New Zealand farmers can keep up to 70% more phosphorus in their soil by understanding how nutrients move from land to water on their type of land, and where their Critical Source Areas (CSAs) are located. This knowledge can give farmers the confidence to choose the right fertiliser for their land type and apply it at the right rate, at the right time, and in the right place, so it stays on the farm and out of waterways.
That’s a lot of ‘rights’ for one sentence – four in fact, known as the 4Rs of nutrient management.
In 2014, scientists from the International Plant Nutrition Institute – whose membership is made up of fertiliser companies – published the 4R Nutrient Stewardship guidelines for best management practices for fertiliser use worldwide.
The 4Rs: Apply the Right source of nutrients, at the Right rate, at the Right time, and in the Right place
“Managing fertiliser well isn’t expensive,” says Professor Richard McDowell, Chief Scientist for Our Land and Water, one of 11 National Science Challenges that fund research into the biggest issues facing New Zealand.
“Farmers can halve the amount of phosphorus leaving their farm with minimal impact on farm profitability.”
In New Zealand, the adverse consequences of inappropriate fertiliser use are increasing, making it even more important to follow the 4R guidelines.
“Here, intensive pastoral agriculture has expanded into areas at high risk of losing phosphorus,” says McDowell. “These high-risk areas include land with a moderate to high slope, regular and frequent rainfall, or with soil that has a low capacity to absorb phosphorus.”
McDowell is a phosphorus expert and prolific author of phosphorus research. He is co-author of a paper that provides a scientific basis for New Zealand and Australian farmers to choose the right fertiliser for their type of land and apply it strategically, so it stays on the farm rather than draining away as pollution.
The research found that when fertiliser is managed badly, it’s responsible for 30% to 80% of the phosphorus that drains away from a farm. When it’s managed well, that can decrease to less than 10%.

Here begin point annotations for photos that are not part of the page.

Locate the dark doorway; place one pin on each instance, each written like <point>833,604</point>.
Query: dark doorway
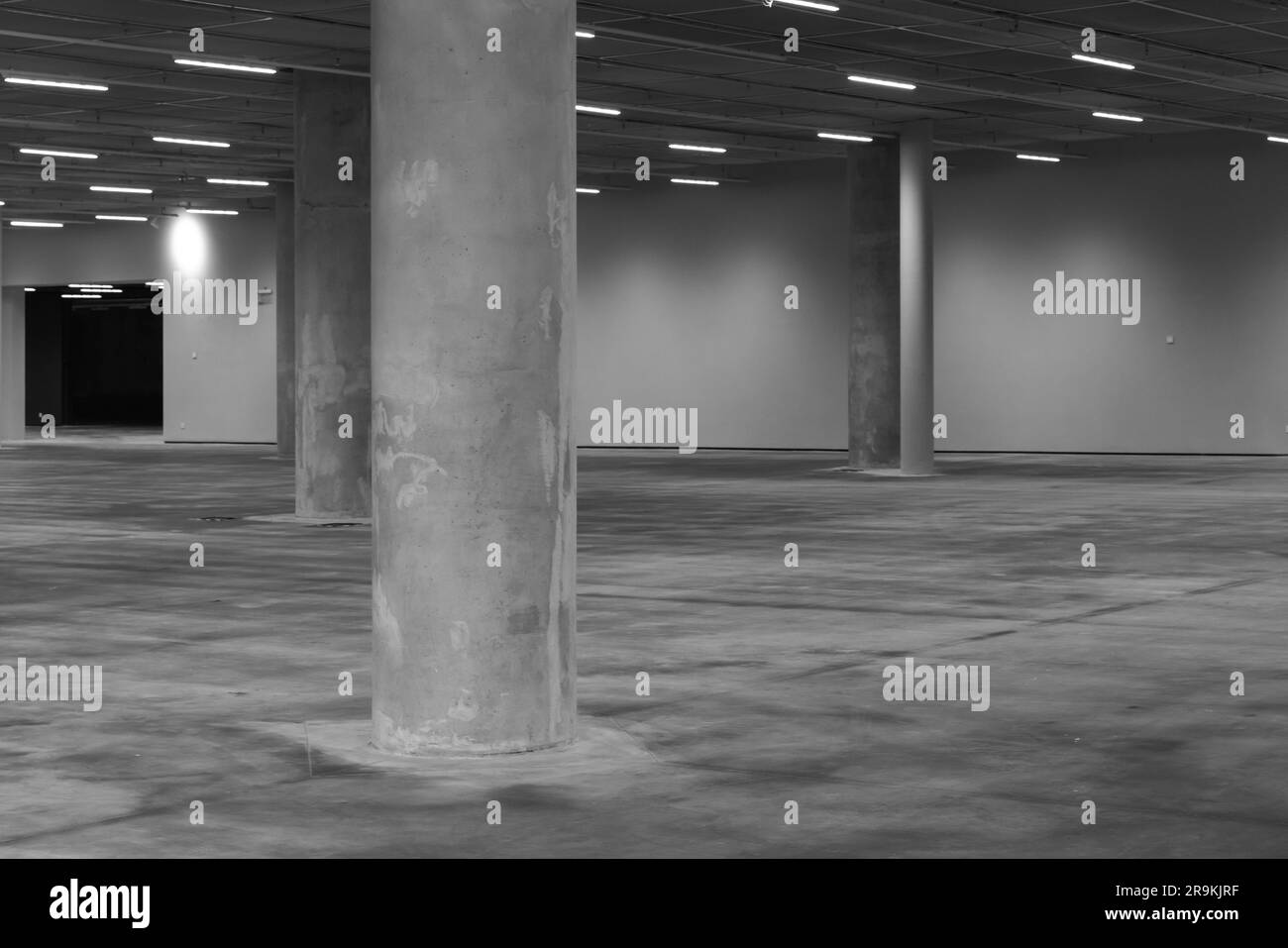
<point>94,361</point>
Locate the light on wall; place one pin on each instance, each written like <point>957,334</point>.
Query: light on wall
<point>188,245</point>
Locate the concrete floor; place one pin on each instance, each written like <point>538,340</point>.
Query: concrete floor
<point>1108,685</point>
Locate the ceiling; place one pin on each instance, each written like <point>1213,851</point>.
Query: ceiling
<point>993,75</point>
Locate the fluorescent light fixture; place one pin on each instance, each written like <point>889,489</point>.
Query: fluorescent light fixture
<point>806,4</point>
<point>232,67</point>
<point>189,141</point>
<point>698,149</point>
<point>889,82</point>
<point>55,84</point>
<point>56,155</point>
<point>1098,60</point>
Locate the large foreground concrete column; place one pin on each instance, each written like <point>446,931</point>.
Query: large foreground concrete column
<point>917,301</point>
<point>13,363</point>
<point>475,467</point>
<point>874,202</point>
<point>333,296</point>
<point>284,299</point>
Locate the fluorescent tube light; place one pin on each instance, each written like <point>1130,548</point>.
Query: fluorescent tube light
<point>55,84</point>
<point>189,141</point>
<point>232,67</point>
<point>889,82</point>
<point>1098,60</point>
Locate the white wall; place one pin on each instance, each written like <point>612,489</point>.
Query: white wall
<point>228,391</point>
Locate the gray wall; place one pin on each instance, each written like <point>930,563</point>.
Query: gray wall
<point>227,393</point>
<point>681,304</point>
<point>1210,254</point>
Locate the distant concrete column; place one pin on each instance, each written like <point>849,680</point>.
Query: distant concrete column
<point>283,295</point>
<point>333,296</point>
<point>874,201</point>
<point>917,300</point>
<point>475,480</point>
<point>13,363</point>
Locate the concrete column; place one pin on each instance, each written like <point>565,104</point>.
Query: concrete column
<point>917,300</point>
<point>475,460</point>
<point>874,201</point>
<point>13,363</point>
<point>333,296</point>
<point>283,295</point>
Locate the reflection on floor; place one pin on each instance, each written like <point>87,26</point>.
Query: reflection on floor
<point>1109,685</point>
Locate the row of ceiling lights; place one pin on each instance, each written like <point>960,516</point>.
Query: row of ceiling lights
<point>584,108</point>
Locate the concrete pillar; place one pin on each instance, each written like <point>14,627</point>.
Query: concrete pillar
<point>874,202</point>
<point>915,300</point>
<point>473,453</point>
<point>13,363</point>
<point>283,295</point>
<point>333,296</point>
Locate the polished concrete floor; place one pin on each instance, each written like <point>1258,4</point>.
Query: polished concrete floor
<point>1109,685</point>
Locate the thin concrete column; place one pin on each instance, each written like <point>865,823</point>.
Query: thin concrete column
<point>874,202</point>
<point>333,296</point>
<point>475,275</point>
<point>284,301</point>
<point>917,300</point>
<point>13,363</point>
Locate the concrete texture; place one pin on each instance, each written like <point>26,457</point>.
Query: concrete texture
<point>333,295</point>
<point>283,296</point>
<point>872,194</point>
<point>13,363</point>
<point>475,501</point>
<point>1108,685</point>
<point>915,300</point>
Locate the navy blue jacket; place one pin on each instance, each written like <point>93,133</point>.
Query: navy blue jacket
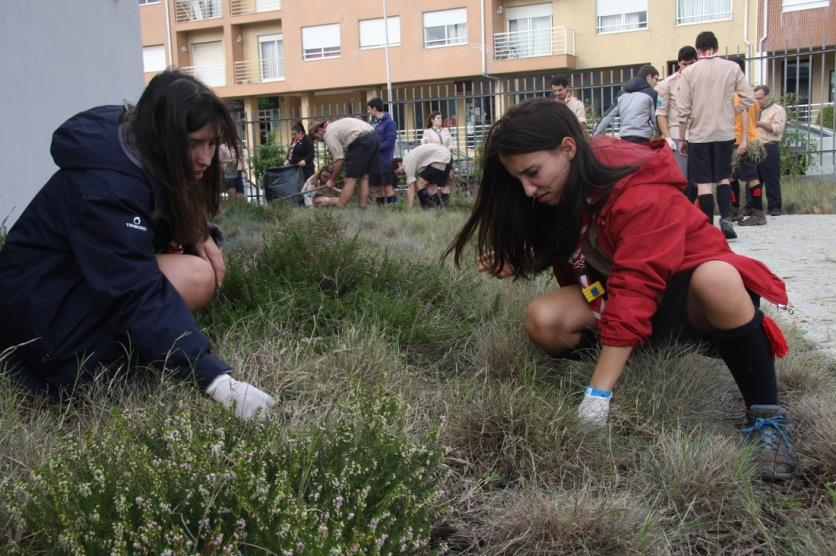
<point>387,132</point>
<point>78,273</point>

The paper backs up and adds scientific credibility to the 4R concept for Australasian farmers.
“When farmers understand how phosphorus moves from land to water on their type of land, they can be more confident in choosing the right type of fertiliser and optimising the application rate, timing and location,” says Professor McDowell.
In 2014, Professor McDowell investigated the use of phosphorus mitigation strategies in 14 New Zealand catchments, and estimated that phosphorus loss could be halved for less than 2% of farm earnings before interest and tax.
For the most efficient and cost-effective reductions in nutrient loss, he recommends farmers understand where the CSAs are on their farm and target mitigation strategies to those areas.
Research from Our Land and Water has shown that targeting mitigation actions to CSAs is six to seven times more cost-effective than an untargeted approach, and that on-farm mitigations are working to decrease concentrations of phosphorus in streams and rivers.
“Focusing on critical-source-area management within farm environment plans is helping to reduce phosphorus losses from land to water nationally,” says Professor McDowell.
Having a farm environment plan that is measurable and linked to catchment objectives is crucial, he says, so that landowners have the information they need, to know when and where to apply mitigations and make informed decisions about suitable land use.